Thesis Stance Matrix for docs/planner-graph-ref/analyse

This companion file turns the normalized thesis catalog in thesis-index.md into a stance matrix.

For a rank-ordered summary by agreement count, see thesis-agreement-chart.md. For an evaluator ranking derived from those agreement counts, see evaluator-common-thesis-ranking.md.
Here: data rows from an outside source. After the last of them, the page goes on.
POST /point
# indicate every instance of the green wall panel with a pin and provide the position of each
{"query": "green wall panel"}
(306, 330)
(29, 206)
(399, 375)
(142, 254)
For the final meta-ranking of evaluator preferability, see evaluator-preferability-ranking.md.

Legend

  • A = agrees
  • D = disagrees
  • = says nothing / no clear position

Evaluator abbreviations

Abbrev Evaluator
DS deepseek-4-pro
GEM gemini-3.1-pro
GLM glm-5.1
G54 gpt-5.4
G55 gpt-5.5
KIM kimi-2.6
MIM mimo-2.5-pro
OPS opus-4.7
Q36 qwen-3.6-plus
Q37 qwen-3.7-max

Scope note

  • Theses 1-40 are covered below.
  • Theses 41-44 from thesis-index.md are aggregate ranking-count statements derived from rankings-matrix.md, so they are not modeled here as per-evaluator stance rows.
  • Disagreement is conservative: a D appears only when an evaluator clearly argues the opposite thesis rather than merely failing to mention it.

Universal theses (1-12)

All evaluators agree with every thesis in this section.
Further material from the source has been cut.